Furthermore, if each autobuilder uses the global computation cache
described above, then each target will be built only once, unless its
build dependencies are different in each distribution.



\section{Multiple-Directory Target}

For some projects you might want to work on multiple packages at the
same time. For example, you might be working on an application, and
making changes to the libraries it relies on.  Another common scenario
is propagating a format change through multiple applications, where
you want to come out with a single update that keeps everything working.

It would be nice if there was a simple mechanism so that you could
modify the various packages, and the autobuilder would automatically
rebuild the local dependencies as necessary.

One idea is that you would check all the source out into a
subdirectory. You would then run the autobuilder in the subdirectory
and it would build all the packages. Packages directories would be
detectable, in part, because they have a debian subdirectory.



\section{Requirements for Changelog Handling in the AutoBuilder}

The {\tt debian/changelog} file records the history of a package, but
also controls the version number, the distribution name, and the
urgency of each build.  It is necessary for the autobuilder to manage
this file in order to perform it job.

Apart from the few bits of information which are used by the build
system, the changelog is intended to be read by humans.  To this end
it is important to avoid cluttering it with unimporant information,
and to assist the changelog author, the software developer, in editing
the entry so that it summarizes the changes to emphasize the issues
that will affect the end users of the package.  Depending on one's
development style, this can be quite different from the issues that
appear in the log of the source code control system, because those
entries might reflect developer oriented changes that do not affect
the end user, and may have a finer granularity than a changelog entry.

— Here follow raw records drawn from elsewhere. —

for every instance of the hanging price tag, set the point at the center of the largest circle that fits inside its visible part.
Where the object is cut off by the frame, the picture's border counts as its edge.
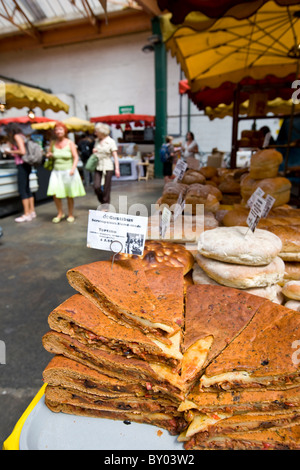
(179, 207)
(256, 211)
(120, 233)
(165, 221)
(258, 192)
(269, 204)
(179, 170)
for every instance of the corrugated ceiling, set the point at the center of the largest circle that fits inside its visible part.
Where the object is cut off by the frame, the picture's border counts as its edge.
(30, 14)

It is particularly important to remember that one of the most
important uses of the changelog is in diagnosing failures.  You must
be able to look at the entries and determine which change in which
version caused the failure to appear, so every change must be
associated with a package version.  This is important when considering
how to manage the changelog for packages where we maintain sets of
patches which get applied to a series of versions coming from the
upstream developers (aka autobuilder quilt targets.)

Another design consideration is that it is preferable if we do not let
the autobuilder check anything into the source code repository.  Doing
so leads to a race condition.  [Add description of this race condition.]

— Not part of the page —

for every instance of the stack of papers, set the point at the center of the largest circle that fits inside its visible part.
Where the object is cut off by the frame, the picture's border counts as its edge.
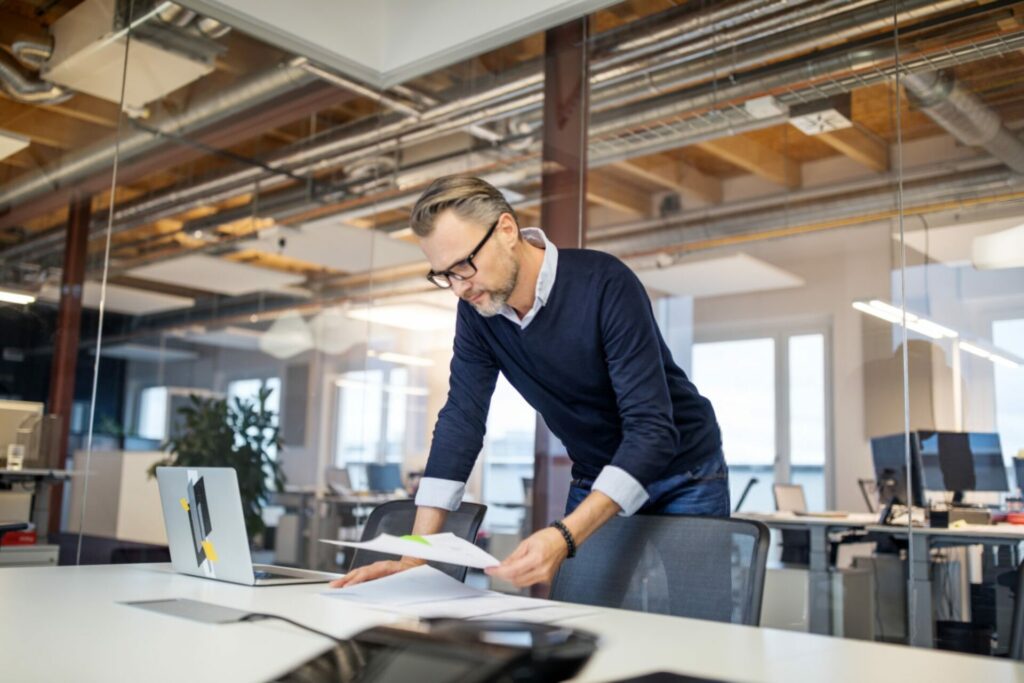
(434, 548)
(425, 592)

\section{Dependency Triggered Rebuilds}

The autobuilder often rebuilds packages whose source code has not
changed, due only to rebuilds of their build dependencies.  It is
necessary to create a changelog entry for this case in order to set
the version number of the package, but this entry contains little
information of interest to a human.  For this reason, only one such
entry will be preserved in the changelog, and it must be the most
recent one.  Any entry created for a previous dependency triggered
rebuild will be removed when a new one is added.

\section{Test Builds}

A package may also be built from a `dir' target, in which case we have
no way of knowing whether the source code has changed or not, or due
to the use of the {\tt --force-build} flag.  These builds will also get an
automatically generated changelog entry and version number, and will
be marked in such a way that they can be recognized as test builds and
prevented from being added to non-local repositories.

\section{Source Change Triggered Rebuilds}

If the package's source code has changed the developer needs to create
an entry describing that change, a new version number for the build
needs to be chosen, and an urgency level needs to be assigned to the
build.  The developer may do this before the build begins, in which
case the autobuilder will find this information already checked into
the changelog, verify that the values are acceptable, and use them to
complete the build.  If the autobuilder finds that no entry has been
added, or that an unacceptable version number has been chosen, it will
(depending on its run time options) either abort or invoke a tool to
allow the developer to create or repair the entry.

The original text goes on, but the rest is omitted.